BCH has a hard fork policy, which is conducted twice a year, on May 15 and November 15.

Two of these forks are related to the recovery of segregated witness:

  1. On November 15, 2018, the new "cleanstack" consensus rule was changed , making the segregated witness recovery transaction completely invalid;
  2. On May 15, 2019 (next hard fork), this new consensus rule was partially rolled back to allow only segregated witness recovery transactions ;

One consequence is that in six months, it is impossible to recover the segregated witness funds. As shown in the figure, a large amount of BCH losses accumulated on the May 15 fork and became spendable.

p4

These accumulated funds are theoretically anyone can spend (approximately 4,000 BCH, which was valued at about $ 1.6 million at the time), thus creating a bounty that attracts malicious people.
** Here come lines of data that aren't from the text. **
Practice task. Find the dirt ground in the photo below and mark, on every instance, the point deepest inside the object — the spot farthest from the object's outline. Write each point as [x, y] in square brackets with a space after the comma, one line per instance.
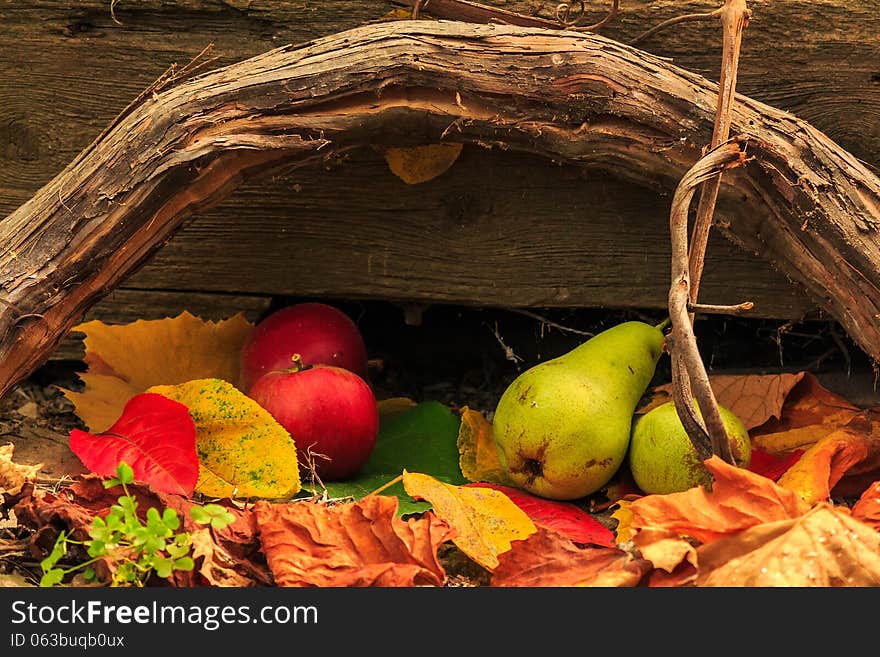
[458, 356]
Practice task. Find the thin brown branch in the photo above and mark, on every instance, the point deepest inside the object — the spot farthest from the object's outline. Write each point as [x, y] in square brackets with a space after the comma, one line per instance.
[686, 18]
[690, 380]
[734, 18]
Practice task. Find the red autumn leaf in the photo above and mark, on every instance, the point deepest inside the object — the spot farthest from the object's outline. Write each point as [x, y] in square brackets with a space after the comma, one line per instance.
[772, 466]
[562, 517]
[155, 436]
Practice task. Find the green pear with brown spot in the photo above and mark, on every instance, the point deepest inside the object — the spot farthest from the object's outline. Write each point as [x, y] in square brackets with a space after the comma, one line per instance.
[562, 427]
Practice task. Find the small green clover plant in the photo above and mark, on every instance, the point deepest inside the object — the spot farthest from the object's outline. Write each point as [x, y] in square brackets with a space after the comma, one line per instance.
[136, 549]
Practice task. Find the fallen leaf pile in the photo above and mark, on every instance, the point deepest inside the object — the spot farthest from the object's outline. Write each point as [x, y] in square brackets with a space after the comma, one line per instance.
[161, 396]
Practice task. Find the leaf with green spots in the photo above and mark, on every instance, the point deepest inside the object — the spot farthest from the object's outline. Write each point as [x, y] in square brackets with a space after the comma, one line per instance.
[242, 450]
[422, 439]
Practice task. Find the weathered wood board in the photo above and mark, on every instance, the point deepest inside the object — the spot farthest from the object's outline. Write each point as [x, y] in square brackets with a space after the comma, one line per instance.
[497, 229]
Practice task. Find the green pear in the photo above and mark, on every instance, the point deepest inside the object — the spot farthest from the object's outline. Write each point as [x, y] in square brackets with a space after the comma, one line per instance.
[562, 427]
[662, 458]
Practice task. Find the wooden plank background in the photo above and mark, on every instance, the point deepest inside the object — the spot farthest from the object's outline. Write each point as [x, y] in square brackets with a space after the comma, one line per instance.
[497, 229]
According to the analysis of BitMEX Research Institute, after the hard fork, some problems occurred, which led to various chain splits. One problem is that miners produce empty blocks. Just after this vulnerability was fixed, a miner named "fake unknown" claimed the "BCH bounty" in the nested segregated witness address. According to a Chinese user "" BCH Bruce "" on WeChat, the incident said:

"After discovering this situation, the BCH miners urgently took a large amount of computing power from the BTC network, carried out the chain reorganization of the two blocks, voided the 'fake unknown' mining pool transaction, and returned the lost BCH to The original owner. "
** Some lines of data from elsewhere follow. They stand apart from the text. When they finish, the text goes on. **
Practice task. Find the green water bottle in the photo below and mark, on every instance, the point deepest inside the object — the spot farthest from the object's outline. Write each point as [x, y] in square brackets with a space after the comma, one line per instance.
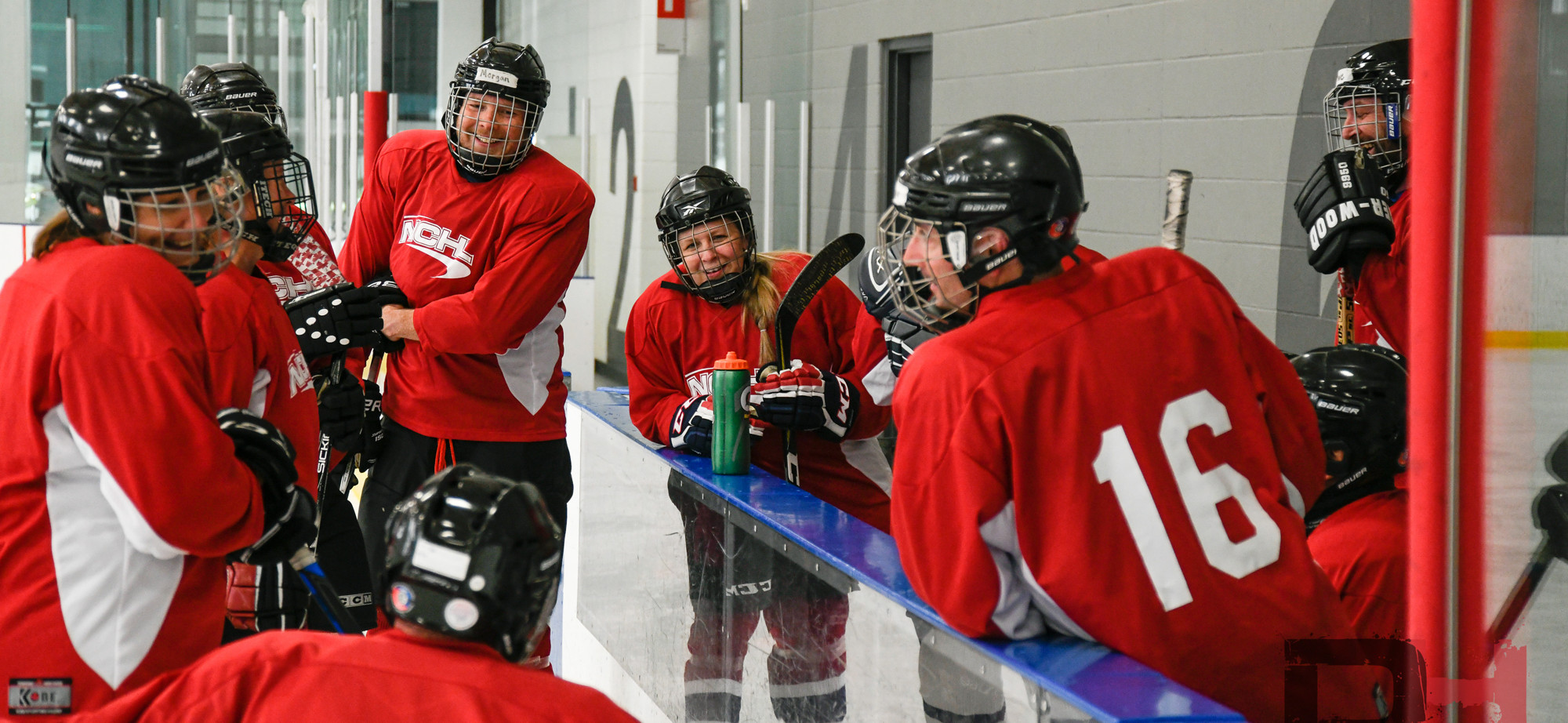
[731, 429]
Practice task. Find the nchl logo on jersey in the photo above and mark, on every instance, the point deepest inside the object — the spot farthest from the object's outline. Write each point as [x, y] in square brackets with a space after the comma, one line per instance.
[437, 242]
[700, 382]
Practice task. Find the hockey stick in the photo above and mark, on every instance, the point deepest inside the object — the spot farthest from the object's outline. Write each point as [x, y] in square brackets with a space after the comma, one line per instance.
[1174, 231]
[1552, 517]
[324, 452]
[835, 256]
[303, 562]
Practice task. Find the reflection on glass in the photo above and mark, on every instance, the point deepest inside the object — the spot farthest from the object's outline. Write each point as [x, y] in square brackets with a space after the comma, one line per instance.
[735, 579]
[719, 619]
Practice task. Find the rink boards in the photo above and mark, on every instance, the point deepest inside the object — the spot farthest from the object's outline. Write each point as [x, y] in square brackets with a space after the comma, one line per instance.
[630, 601]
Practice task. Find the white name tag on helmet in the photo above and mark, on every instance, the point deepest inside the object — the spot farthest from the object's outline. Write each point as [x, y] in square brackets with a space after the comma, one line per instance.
[493, 76]
[446, 562]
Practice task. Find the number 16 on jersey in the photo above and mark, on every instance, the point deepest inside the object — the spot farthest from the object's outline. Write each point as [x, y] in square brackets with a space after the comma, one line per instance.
[1200, 493]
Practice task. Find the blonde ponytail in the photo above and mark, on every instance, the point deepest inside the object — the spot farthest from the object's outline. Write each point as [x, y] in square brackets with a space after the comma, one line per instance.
[761, 305]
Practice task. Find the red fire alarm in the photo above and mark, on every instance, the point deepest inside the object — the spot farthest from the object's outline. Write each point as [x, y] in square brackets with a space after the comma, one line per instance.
[672, 9]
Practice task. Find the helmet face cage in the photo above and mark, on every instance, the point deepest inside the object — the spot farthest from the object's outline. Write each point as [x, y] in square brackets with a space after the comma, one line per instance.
[197, 225]
[509, 123]
[929, 280]
[1371, 118]
[285, 192]
[274, 114]
[733, 255]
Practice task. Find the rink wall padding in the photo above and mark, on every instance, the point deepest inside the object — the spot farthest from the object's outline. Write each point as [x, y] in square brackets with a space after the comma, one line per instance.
[747, 592]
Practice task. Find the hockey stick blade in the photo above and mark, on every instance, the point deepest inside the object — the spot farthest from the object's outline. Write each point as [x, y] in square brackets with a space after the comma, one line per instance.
[827, 263]
[1174, 231]
[835, 256]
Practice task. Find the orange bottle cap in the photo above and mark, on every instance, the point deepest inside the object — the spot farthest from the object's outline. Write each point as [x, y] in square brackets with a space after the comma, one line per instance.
[731, 363]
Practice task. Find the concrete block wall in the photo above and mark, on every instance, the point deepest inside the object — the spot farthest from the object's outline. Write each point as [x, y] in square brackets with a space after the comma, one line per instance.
[1225, 89]
[608, 49]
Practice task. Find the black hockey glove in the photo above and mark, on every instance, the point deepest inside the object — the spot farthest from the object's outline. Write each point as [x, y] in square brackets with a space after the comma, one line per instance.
[807, 399]
[266, 598]
[902, 340]
[335, 319]
[289, 510]
[343, 409]
[1345, 211]
[692, 429]
[388, 294]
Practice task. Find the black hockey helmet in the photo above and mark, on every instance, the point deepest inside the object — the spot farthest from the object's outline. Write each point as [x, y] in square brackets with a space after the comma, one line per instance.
[1360, 394]
[476, 558]
[233, 87]
[1368, 103]
[129, 158]
[278, 180]
[509, 79]
[1011, 173]
[708, 198]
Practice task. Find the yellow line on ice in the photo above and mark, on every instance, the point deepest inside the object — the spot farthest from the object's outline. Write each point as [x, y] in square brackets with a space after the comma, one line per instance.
[1528, 340]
The "fake unknown" miner claimed that the BCH that was accidentally lost was indeed isolated by other miners.

Mining pools that intentionally isolate other valid blocks are very rare. In fact, it prevents many innocent users from losing access to their lost BCH, and this incident can be compared to another incident that happened to BTC a week ago: Binance lost 7000 BTC in a hacker attack, It hoped to roll back the transaction through restructuring. However, this plan was quickly rejected.

In a subsequent block, BTC.TOP used a new technology to recover 3800 BCH from the nested segregated witness address. They do not have to wait for the owner to come forward and verify whether they control the relevant lost coin address. Instead, they use the information in the nested segregated witness script to design a non-SegWit address. Only the holder of the original address can use this address. This way, they can let users control their lost BCH without having to contact them.

However, BTC.TOP did not recover all claimable BCHs. After they recovered 10 blocks after 3800 BCH, the "fake unknown" miner took 216 accidentally lost BCHs, and their fate is unknown. .

in conclusion

Using all the above information, we can trace to a certain extent the fate of half lost BCH by mistake:

p5

We need to be aware that these open-miners, who are models of virtue, return most of the BCH they recovered to their original holders. However, the fate of about half of the lost coins is still uncertain.

They have been "restored" into blocks that are not associated with any known mining pool. Since mid-2018, this "unknown" mining entity has been working to obtain most of the lost BCH (except for bounties after May 15th).

p6

And such games continue. As is often the case with blockchain archeology, solving one problem leads to another . No matter where it leads, we will continue to follow this story and look forward to revealing more blockchain mysteries.